Pathologic T1 high-grade (pT1HG) bladder cancer (BC) is characterized by a high progression rate and constitutes an important clinical challenge; however, there is no consensus on the prediction of progression in pT1HG BC. The purpose of this study was to validate previously published molecular progression risk score (MoPRS) for predicting muscle-invasive disease in pT1HG BC.

Materials and Methods:

The expression of an 8-gene progression-related classifier identified from microarray data was analyzed by real-time PCR, and the MoPRS was calculated in 121 newly recruited patients with pT1HG BC. Progression was defined as muscle invasion or metastasis.

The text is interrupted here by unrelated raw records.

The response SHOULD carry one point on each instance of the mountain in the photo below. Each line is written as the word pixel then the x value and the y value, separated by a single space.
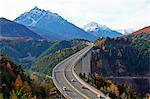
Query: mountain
pixel 13 29
pixel 126 31
pixel 143 30
pixel 17 84
pixel 100 30
pixel 51 24
pixel 143 33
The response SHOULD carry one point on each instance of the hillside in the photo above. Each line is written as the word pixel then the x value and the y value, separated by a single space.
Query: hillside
pixel 50 24
pixel 100 30
pixel 121 59
pixel 13 29
pixel 24 51
pixel 15 84
pixel 55 54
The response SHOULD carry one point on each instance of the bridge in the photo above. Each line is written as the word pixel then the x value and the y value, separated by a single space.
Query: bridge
pixel 66 76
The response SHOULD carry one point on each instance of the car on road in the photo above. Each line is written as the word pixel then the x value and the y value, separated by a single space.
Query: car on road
pixel 64 89
pixel 100 97
pixel 73 80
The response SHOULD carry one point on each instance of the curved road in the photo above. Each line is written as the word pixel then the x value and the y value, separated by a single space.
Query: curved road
pixel 62 76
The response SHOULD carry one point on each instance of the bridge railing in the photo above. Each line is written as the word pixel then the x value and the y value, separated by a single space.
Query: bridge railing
pixel 74 64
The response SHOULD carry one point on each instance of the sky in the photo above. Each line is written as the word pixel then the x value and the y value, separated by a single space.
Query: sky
pixel 116 14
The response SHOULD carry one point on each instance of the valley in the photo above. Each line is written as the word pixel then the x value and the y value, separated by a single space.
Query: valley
pixel 44 55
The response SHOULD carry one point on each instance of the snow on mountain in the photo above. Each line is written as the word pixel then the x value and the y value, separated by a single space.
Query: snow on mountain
pixel 126 31
pixel 51 24
pixel 100 30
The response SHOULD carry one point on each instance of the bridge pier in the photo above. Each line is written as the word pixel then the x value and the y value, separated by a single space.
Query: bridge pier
pixel 84 64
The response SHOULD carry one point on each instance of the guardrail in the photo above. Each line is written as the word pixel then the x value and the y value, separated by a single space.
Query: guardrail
pixel 54 80
pixel 93 89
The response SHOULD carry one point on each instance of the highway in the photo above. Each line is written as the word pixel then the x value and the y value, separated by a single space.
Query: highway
pixel 63 75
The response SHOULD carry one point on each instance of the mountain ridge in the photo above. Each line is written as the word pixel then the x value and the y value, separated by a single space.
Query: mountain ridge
pixel 53 24
pixel 100 30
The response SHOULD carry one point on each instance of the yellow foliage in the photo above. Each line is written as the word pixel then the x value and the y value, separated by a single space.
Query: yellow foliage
pixel 18 82
pixel 109 81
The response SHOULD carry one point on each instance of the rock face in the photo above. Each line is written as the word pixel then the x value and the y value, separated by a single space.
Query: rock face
pixel 123 57
pixel 13 29
pixel 100 30
pixel 51 25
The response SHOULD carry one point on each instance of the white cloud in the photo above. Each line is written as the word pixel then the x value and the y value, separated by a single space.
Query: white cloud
pixel 113 13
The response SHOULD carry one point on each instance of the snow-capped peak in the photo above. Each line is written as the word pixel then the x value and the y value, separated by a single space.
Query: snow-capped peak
pixel 35 15
pixel 93 26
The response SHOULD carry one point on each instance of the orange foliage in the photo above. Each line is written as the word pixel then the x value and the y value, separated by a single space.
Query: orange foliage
pixel 13 95
pixel 18 81
pixel 9 68
pixel 114 89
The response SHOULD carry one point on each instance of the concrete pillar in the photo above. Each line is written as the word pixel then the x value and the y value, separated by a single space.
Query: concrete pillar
pixel 86 63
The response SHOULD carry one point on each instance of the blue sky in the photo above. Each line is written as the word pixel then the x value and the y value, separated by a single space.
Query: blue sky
pixel 116 14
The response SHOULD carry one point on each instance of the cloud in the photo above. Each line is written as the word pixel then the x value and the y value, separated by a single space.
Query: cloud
pixel 115 14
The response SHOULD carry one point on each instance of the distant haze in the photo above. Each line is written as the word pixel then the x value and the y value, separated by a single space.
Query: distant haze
pixel 116 14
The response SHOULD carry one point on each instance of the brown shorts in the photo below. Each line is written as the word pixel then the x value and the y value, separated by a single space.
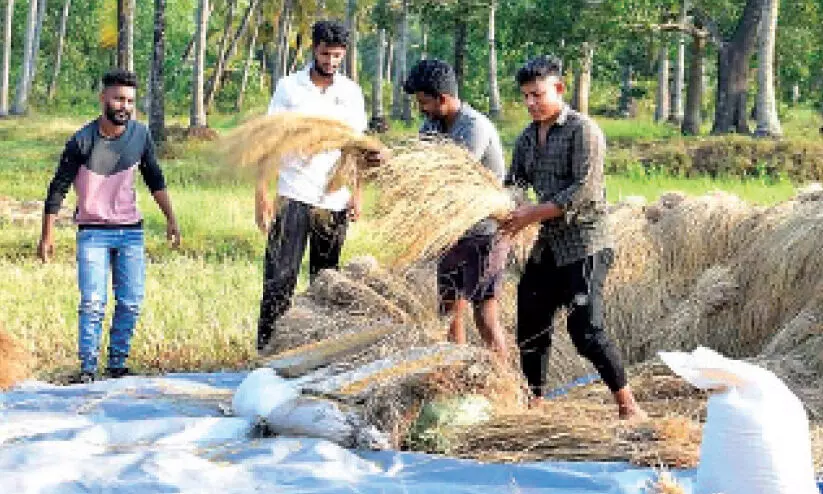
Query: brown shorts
pixel 472 269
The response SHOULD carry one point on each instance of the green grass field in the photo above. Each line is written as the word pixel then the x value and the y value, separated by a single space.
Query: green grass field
pixel 201 301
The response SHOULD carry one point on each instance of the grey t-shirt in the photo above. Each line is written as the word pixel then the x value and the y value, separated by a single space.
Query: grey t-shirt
pixel 477 134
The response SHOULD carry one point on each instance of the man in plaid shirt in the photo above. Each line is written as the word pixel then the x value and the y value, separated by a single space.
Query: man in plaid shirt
pixel 560 156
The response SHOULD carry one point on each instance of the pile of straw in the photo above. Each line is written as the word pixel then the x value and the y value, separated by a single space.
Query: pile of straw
pixel 264 141
pixel 583 425
pixel 392 404
pixel 15 362
pixel 431 193
pixel 335 288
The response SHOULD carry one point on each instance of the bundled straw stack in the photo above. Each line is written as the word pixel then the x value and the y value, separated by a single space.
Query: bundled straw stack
pixel 431 192
pixel 264 141
pixel 15 363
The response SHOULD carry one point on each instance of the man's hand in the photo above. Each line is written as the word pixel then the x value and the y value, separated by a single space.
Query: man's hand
pixel 45 249
pixel 374 159
pixel 263 211
pixel 173 234
pixel 517 220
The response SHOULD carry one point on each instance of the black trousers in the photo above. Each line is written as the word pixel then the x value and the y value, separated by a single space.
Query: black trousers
pixel 296 225
pixel 546 287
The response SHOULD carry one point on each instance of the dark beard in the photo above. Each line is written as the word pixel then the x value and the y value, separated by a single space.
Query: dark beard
pixel 320 71
pixel 117 118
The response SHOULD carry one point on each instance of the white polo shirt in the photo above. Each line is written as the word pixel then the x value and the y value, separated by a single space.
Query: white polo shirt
pixel 303 180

Overall, the disease of 28 patients (23.1%) progressed to muscle-invasive BC during the median follow-up of 63.7 (interquartile range, 17.6-96.4) months. The MoPRS was significantly higher in 1973 World Health Organization grade 3 than grade 2 tumors (P = .004). Early development of invasive BC was more prevalent in the highest quartile MoPRS group than in the lowest to 75th percentile MoPRS groups according to Kaplan-Meier analysis. Multivariate Cox regression analysis revealed that the MoPRS was an independent predictor of invasive BC, either as a continuous variable (hazard ratio, 1.624; 95% confidence interval, 1.266-2.082; P < .001) or as a categorical variable (hazard ratio, 3.089; 95% confidence interval, 1.335-7.150; P = .008).


The MoPRS was an independent prognostic factor for identifying patients at high risk of invasive BC in patients with pT1HG BC. This scale may help identify patients who could benefit from more aggressive therapeutic intervention such as early cystectomy.